Сазонову (31) Михаил Васильевич писал вполне доверительно и в личном порядке, что он очень просит дорогого Сергея Дмитриевича выразить как-нибудь помягче, но вразумительно господину Палеологу для передачи его правительству, что требования Жоффра ставят русское командование в невозможность действовать согласно с военным командованием Франции.
Закончив письмо и запечатав оба конверта – к Жилинскому и к Сазонову, – Алексеев откачнулся от стола, облокотился о неудобную деревянную спинку кресла и закрыл глаза. Так, в полном бездумье, стараясь слушать только свое дыхание, начальник штаба просидел четверть часа. Это было очень трудно при взбудораженных нервах, но крайне необходимо. Без этого короткого отдыха трудно было доделать все дела сегодняшнего дня. А впереди осталось ответить сербскому королевичу в духе пожеланий государя, то есть по сути ничего не ответить... Снестись с новым главнокомандующим Северного фронта Плеве, назначенным вместо Рузского по собственному выбору Николая и без ведома Алексеева... Соединиться по прямому проводу с командармом-семь Щербачевым. С обоими генералами предстоит серьезный разговор.
А там... ложась спать, после того как будет брошен последний взгляд на карту наших и союзнических военных действий, все свое внимание, всю свою сообразительность надо отдать решению вопроса, как быть дальше с Ивановым...
Саввич снова напомнил о себе, Он окончательно покидает Иванова до начала операций. На его место Михаил Васильевич рекомендовал Владислава Наполеоновича Клембовского, очень дельного, знающего генерала. Но это не выход. Больше того – честный человек, серьезный работник, Клембовский легко может убедиться в том, что его начальник.… Нет, этого нельзя допустить! Но что, что делать? Иванова нужно устранить от командования. Но как сделать это так, чтобы не задеть царя? Но нельзя же и предстоящее наступление свести на нет!..

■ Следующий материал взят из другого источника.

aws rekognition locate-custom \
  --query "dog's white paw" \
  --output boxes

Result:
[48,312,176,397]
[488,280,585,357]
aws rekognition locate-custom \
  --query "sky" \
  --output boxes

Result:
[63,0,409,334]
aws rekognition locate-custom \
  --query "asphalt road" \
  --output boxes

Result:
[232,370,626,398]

Тринадцатого декабря царь вернулся в ставку без сына, сообщил Алексееву, что наследнику лучше и сам он себя чувствует бодро и рад скорой встрече с гвардией, смотр которой он собирается произвести 15-го. Ни тени былого недовольства своим начальником штаба...
Михаил Васильевич тотчас же это отметил. Чтение рапорта Бонч-Бруевича, очевидно, возымело должное действие. Надо было воспользоваться удобным случаем и поднять вопрос об Иванове. Изложив в общих чертах создавшуюся перед наступлением обстановку на боевой линии Юго-Западного фронта, Алексеев просил его величество всемилостиво обратить особое внимание на неудовлетворительную работу штаба Юзфронта.

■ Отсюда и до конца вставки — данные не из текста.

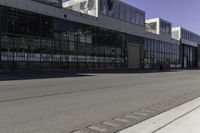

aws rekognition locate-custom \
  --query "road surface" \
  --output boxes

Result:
[0,70,200,133]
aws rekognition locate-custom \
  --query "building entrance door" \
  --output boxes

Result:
[183,56,188,68]
[128,44,140,69]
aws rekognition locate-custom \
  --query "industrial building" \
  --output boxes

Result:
[0,0,200,70]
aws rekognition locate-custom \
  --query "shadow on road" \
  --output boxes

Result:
[0,69,188,81]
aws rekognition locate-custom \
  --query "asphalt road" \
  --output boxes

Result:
[0,70,200,133]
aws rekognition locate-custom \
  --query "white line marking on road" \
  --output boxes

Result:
[133,112,148,116]
[140,109,155,114]
[88,126,107,132]
[125,115,139,119]
[102,121,119,127]
[72,131,87,133]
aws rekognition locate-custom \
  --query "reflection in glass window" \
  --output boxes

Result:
[120,4,126,20]
[131,9,136,23]
[126,7,131,22]
[136,12,141,25]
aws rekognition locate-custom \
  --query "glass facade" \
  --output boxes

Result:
[144,38,181,69]
[0,6,127,70]
[160,21,172,35]
[181,44,198,68]
[181,29,200,43]
[100,0,145,27]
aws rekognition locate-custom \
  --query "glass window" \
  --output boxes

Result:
[120,4,126,20]
[136,12,141,25]
[126,6,131,22]
[131,9,136,23]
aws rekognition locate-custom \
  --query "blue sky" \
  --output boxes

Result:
[124,0,200,34]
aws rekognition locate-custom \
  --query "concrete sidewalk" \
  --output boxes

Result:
[119,98,200,133]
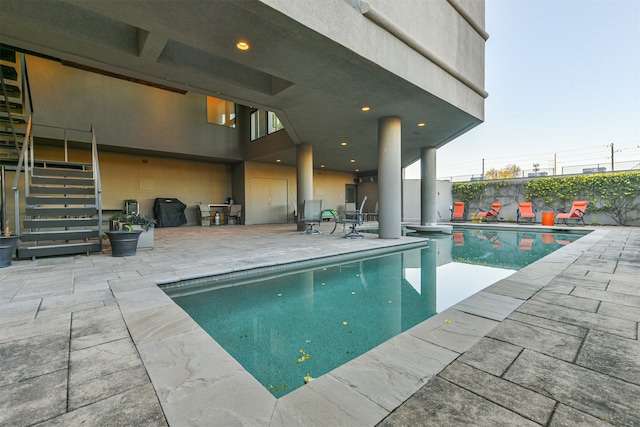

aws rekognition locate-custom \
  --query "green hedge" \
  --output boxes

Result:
[452,172,640,225]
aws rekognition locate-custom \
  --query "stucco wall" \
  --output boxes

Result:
[27,56,242,160]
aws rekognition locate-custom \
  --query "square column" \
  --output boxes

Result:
[378,117,402,239]
[296,144,313,231]
[420,147,438,225]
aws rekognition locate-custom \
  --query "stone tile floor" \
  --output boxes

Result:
[0,224,640,426]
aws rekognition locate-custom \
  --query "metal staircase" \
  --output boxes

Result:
[17,163,102,258]
[0,46,27,161]
[0,46,102,259]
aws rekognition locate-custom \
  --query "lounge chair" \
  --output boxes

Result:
[340,196,367,239]
[451,202,467,222]
[516,202,536,224]
[300,200,322,234]
[554,200,589,225]
[476,202,502,221]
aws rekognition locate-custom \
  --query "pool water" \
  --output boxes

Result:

В самый важный период подготовки операций главнокомандующий ссорится со своим начштаба и увольняет его. Виновником этой ссоры безусловно является Николай Иудович. Он не верит в операцию 7-й армии, хитрит, оттягивает без нужды начало операции, отчего она утрачивает всякое подобие внезапности. Не дает руководящих указаний для объединения работы армий, ограничивая свое руководство одним лишь писанием критических замечаний... Генерал Щербачев жалуется на предвзятость комфронтом и тоже готов потерять веру в благополучный исход.
Все это подрывает дух армии. Командиры частей, штаб– и обер-офицеры давно уже весьма нелестно отзываются о своем главнокомандующем, и, что всего печальнее, их мнение нельзя оспаривать... – Я сам, ваше величество, с прискорбием прихожу к выводу, что Николай Иудович, видимо, устал, потерял нерв в работе и не в силах больше справляться с таким ответственным делом... Он не однажды лично повторял мне это и просил отпустить его на покой. По мере сил я поддерживал в нем бодрость, говорил ему о том безусловном доверии и уважении, какое питаете к нему вы, ваше величество, но... боюсь, что Николай Иудович прав... годы сказываются... Тяжкая и героическая задача, какая выпала на долю Юго-Западного фронта во все время войны, не могла не измотать старого человека... И я склонен думать, что для блага дела... вашему величеству придется, как это ни больно...
– Да, да... пожалуй...
Царь улыбнулся, вспомнив что-то веселое, и посветлевшими глазами посмотрел на Алексеева.
– Вы знаете, Михаил Васильевич, я это заметил... он уже не может удерживать... вы представляете себе? Громко при всех! Он так, бедняга, растерялся...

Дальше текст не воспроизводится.